あたまのなか研究室

ピクルス(2代目)とぶらいあん(初代)の研究室です。

まだ読んでいない『ロバート・アルドリッチ大全』

 『ロバート・アルドリッチ大全』(1995,アラン・シルヴァー、ジェイムズ・ウルシーニ著/宮本高晴訳/国書刊行会)が届きました。
 原題は"What Ever Happened to Robert Aldrich?:His Life and His Films"(何がロバート・アルドリッチに起こったか?:人と作品)。
 もちろんあの作品のもじりであります。("What Ever Happened to Baby Jane?")

 当初予価3200円だった本書がいろいろ盛り込んだために4200円(税抜)になってしまったらしいですが、ハードカバー570頁は手に持つとずしりとした感触で迫力がありなかなかのもの。これは電子書籍が逆立ちしてもかなわない「好きな本を所有する喜び」を感じる一冊です。

 さて中身の方は、原書の翻訳に加え、日本版には(1)山田宏一氏による序文(2)「アルドリッチ家名鑑」(3)全作品の解説およびアルドリッチ本人によるインタビュー発言が追加されています。
 特にこの(3)が労作で、アルドリッチ本人の発言は(おそらく主に原書の)各資料文献からの抜粋を翻訳してそれぞれの作品に付記したものと思われます。また解説は桑野仁氏が書かれています。

 翻訳された類書がほとんどないこともあり、資料性が非常に高く、また作品分析やインタビュー、評伝も充実しており、現時点でのアルドリッチ研究の決定版と言えるのではないかと思います。(まだパラパラとしか読んでおりませんが・・)

 また、この度の『カリフォルニア・ドールズ』『合衆国最後の日』のリバイバルロードショーにあわせて『ロバート・オルドリッチ読本1』(遠山純生編著/発売元:株式会社boid)が刊行されています。こちらは映画のパンフレットに代わるもののようですが、150頁とボリュームがあり別冊ムック本くらいの価値がありそうです。『大全』に行く前に『読本』を読んで軽くならしておくのがいいかもしれません。

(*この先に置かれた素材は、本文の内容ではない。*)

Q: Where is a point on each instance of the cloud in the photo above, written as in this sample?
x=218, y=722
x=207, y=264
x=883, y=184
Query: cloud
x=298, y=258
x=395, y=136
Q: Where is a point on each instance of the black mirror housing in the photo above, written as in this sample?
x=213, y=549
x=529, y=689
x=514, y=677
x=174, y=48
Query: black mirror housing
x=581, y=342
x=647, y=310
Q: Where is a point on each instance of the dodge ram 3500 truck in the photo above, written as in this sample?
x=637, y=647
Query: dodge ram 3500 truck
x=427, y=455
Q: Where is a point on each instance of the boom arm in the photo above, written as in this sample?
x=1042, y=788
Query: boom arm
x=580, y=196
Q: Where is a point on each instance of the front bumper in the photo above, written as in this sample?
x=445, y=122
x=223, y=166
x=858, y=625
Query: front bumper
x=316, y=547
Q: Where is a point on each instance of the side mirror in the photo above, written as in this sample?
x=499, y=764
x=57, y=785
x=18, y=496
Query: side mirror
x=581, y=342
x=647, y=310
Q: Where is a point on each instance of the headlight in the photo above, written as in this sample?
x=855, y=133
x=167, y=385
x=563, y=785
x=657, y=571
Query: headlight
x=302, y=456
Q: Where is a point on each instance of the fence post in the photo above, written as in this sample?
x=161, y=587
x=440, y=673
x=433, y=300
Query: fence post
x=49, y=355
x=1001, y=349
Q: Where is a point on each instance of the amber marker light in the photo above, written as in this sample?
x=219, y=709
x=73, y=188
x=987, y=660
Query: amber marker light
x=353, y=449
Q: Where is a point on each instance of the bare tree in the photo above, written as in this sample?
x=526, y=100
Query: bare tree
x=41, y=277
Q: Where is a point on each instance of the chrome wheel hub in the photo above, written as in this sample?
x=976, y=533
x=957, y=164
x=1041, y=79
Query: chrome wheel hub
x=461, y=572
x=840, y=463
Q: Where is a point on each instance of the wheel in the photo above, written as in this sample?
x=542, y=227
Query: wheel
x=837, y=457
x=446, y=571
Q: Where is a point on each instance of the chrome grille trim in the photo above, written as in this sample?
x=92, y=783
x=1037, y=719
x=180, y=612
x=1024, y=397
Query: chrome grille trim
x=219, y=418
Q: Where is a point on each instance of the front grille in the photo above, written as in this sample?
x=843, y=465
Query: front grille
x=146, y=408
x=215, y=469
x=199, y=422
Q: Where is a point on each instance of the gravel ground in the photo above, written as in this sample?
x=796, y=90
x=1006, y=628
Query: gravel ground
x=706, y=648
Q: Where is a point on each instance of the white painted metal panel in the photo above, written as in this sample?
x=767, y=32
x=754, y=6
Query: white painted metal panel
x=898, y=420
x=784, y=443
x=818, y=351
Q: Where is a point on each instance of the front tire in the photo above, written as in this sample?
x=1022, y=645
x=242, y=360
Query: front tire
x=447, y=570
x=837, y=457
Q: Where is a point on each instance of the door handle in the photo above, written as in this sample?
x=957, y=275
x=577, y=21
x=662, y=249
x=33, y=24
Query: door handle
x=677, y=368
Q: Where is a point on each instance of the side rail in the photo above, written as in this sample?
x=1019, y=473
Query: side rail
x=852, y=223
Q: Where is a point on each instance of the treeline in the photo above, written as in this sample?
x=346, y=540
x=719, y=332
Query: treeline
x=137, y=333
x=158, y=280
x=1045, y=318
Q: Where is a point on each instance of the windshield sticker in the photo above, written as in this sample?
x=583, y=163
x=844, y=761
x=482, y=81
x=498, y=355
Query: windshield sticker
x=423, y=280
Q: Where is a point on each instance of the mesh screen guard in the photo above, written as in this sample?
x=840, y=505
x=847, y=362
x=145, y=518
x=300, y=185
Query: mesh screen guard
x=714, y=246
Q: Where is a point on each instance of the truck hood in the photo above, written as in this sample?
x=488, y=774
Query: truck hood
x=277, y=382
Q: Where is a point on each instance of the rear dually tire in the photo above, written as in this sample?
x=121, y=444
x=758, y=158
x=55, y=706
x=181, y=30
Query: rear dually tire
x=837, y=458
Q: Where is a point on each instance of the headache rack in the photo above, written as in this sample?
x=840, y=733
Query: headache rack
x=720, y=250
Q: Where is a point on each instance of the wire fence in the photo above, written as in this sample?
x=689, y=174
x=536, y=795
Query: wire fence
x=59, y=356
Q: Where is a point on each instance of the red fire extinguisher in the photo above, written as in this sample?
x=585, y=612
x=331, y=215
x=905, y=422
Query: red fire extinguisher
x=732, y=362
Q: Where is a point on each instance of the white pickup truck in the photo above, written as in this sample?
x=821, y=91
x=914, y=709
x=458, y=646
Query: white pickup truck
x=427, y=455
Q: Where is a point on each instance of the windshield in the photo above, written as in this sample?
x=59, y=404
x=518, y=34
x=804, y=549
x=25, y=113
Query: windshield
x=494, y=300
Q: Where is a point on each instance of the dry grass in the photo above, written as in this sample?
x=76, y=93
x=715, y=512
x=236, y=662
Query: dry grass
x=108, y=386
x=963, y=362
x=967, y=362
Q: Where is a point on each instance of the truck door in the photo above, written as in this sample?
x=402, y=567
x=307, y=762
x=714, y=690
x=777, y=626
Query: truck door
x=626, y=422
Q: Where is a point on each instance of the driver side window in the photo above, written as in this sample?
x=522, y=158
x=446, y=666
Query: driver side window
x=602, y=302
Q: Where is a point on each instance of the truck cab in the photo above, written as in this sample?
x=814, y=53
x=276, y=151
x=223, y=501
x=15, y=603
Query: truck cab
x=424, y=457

(今後『2』以降が出るのかどうかはよくわかりませんが、出るといいですね)

 なお、販売は上映劇場を除くと発売元のネット通販のみ(定価1260円)のようです。ただし劇場ではなぜか一律千円で販売しているようで、ネット送料などを考えると劇場で購入する方が大変おトクです。(ちなみに大阪の第七藝術劇場ではまだロードショー前ですが販売していました)

 アルドリッチかオルドリッチかはともかくとして、ファン必携の本が刊行され、対人関係に悩まされることがますます増えている昨今においては、これからアルドリッチ人気はさらに高まっていくことでしょう。

 ところで『大全』の方ですが、先月刊行されたばかりだというのに、現在アマゾンでは(1/7現在)品切れ入荷未定状態。この手の本はなかなか重版がかからないので、見つけたときに買っておくのがベストですね。